By analyzing existing cross correlation between Jacquet Metal Service and HSBC Holdings PLC, you can compare the effects of market volatilities on Jacquet Metal and HSBC Holdings and check how they will diversify away market risk if combined in the same portfolio for a given time horizon. You can also utilize pair trading strategies of matching a long position in Jacquet Metal with a short position of HSBC Holdings. Check out your portfolio center. Please also check ongoing floating volatility patterns of Jacquet Metal and HSBC Holdings.
Diversification Opportunities for Jacquet Metal and HSBC Holdings
0.46 | Correlation Coefficient |
Very weak diversification
The 3 months correlation between Jacquet and HSBC is 0.46. Overlapping area represents the amount of risk that can be diversified away by holding Jacquet Metal Service and HSBC Holdings PLC in the same portfolio, assuming nothing else is changed.
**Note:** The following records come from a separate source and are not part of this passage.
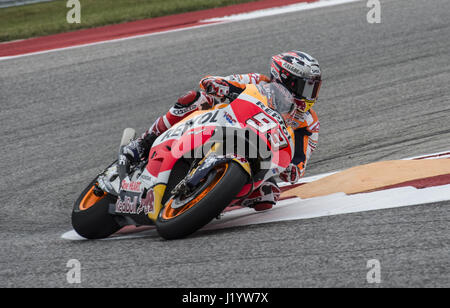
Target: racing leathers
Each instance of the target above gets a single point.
(216, 89)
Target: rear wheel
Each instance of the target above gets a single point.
(90, 217)
(184, 215)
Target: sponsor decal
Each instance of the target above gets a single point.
(229, 118)
(131, 186)
(206, 119)
(147, 203)
(126, 206)
(130, 204)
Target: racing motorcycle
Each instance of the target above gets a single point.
(211, 160)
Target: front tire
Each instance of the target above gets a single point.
(90, 217)
(226, 183)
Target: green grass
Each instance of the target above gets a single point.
(50, 17)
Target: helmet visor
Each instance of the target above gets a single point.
(303, 88)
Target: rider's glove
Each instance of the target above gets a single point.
(215, 86)
(195, 100)
(292, 173)
(130, 152)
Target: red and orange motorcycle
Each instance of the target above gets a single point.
(208, 161)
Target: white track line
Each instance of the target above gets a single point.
(217, 21)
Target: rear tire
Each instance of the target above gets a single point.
(206, 209)
(94, 222)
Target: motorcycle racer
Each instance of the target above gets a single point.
(296, 71)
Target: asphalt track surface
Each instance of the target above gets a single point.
(385, 96)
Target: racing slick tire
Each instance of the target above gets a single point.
(90, 217)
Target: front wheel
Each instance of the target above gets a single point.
(180, 218)
(90, 216)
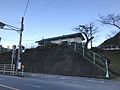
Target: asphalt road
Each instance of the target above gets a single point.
(49, 82)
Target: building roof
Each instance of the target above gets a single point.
(63, 37)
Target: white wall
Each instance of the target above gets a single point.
(76, 39)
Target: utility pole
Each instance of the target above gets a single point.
(91, 33)
(18, 66)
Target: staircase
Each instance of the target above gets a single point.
(94, 58)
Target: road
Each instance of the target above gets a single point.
(49, 82)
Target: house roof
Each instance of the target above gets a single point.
(63, 37)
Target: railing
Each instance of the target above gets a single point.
(7, 69)
(92, 57)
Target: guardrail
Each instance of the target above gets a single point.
(7, 69)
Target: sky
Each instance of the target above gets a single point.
(51, 18)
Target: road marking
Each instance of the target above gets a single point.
(37, 86)
(95, 81)
(8, 87)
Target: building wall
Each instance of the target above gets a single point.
(76, 39)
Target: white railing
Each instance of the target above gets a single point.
(7, 68)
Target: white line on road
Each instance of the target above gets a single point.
(37, 86)
(8, 87)
(95, 81)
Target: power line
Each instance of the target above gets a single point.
(46, 5)
(26, 8)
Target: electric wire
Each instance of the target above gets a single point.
(43, 7)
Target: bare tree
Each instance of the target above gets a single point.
(88, 31)
(111, 19)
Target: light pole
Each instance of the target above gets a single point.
(19, 30)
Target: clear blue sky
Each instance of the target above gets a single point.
(49, 18)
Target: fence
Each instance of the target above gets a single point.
(92, 57)
(7, 69)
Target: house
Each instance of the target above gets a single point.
(76, 37)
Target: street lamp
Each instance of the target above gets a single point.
(19, 30)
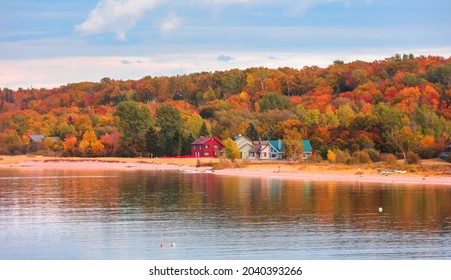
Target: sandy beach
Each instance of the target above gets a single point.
(292, 172)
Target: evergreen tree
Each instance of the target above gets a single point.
(170, 121)
(186, 146)
(134, 123)
(152, 144)
(252, 132)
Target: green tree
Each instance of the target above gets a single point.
(294, 150)
(404, 140)
(170, 122)
(231, 150)
(152, 144)
(272, 101)
(134, 122)
(252, 132)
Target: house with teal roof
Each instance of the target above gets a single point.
(277, 149)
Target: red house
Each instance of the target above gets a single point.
(206, 147)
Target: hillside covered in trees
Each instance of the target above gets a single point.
(358, 110)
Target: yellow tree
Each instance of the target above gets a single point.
(69, 145)
(292, 140)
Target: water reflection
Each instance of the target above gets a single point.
(98, 215)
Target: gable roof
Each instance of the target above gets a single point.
(258, 146)
(279, 146)
(203, 140)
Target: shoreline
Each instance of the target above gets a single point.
(270, 171)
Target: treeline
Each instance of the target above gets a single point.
(358, 110)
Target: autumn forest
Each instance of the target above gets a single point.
(353, 112)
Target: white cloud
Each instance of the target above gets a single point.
(54, 72)
(115, 16)
(171, 23)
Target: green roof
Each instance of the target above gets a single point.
(280, 146)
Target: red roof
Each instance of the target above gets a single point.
(203, 140)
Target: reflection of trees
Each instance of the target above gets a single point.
(258, 201)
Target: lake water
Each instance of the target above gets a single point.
(71, 215)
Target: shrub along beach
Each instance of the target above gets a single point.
(434, 172)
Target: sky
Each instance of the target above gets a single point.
(50, 43)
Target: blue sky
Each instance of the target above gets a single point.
(49, 43)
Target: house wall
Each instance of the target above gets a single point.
(210, 148)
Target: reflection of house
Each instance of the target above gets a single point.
(244, 145)
(274, 149)
(260, 150)
(206, 147)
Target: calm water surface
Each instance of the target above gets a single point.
(126, 215)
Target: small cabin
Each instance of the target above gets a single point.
(206, 147)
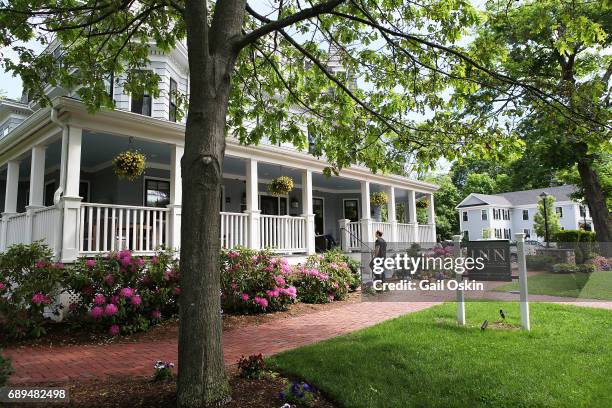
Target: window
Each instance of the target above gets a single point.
(172, 100)
(157, 193)
(141, 103)
(351, 210)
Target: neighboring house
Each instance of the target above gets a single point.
(57, 181)
(499, 216)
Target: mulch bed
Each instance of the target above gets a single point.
(143, 392)
(65, 333)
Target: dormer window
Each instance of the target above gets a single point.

The correlation between historical prices or returns on HSBC Holdings PLC and Jacquet Metal is a relative statistical measure of the degree to which these equity instruments tend to move together. The correlation coefficient measures the extent to which returns on Jacquet Metal Service are associated (or correlated) with HSBC Holdings. Values of the correlation coefficient range from -1 to +1, where. The correlation of zero (0) is possible when the price movement of HSBC Holdings PLC has no effect on the direction of Jacquet Metal i.e., Jacquet Metal and HSBC Holdings go up and down completely randomly.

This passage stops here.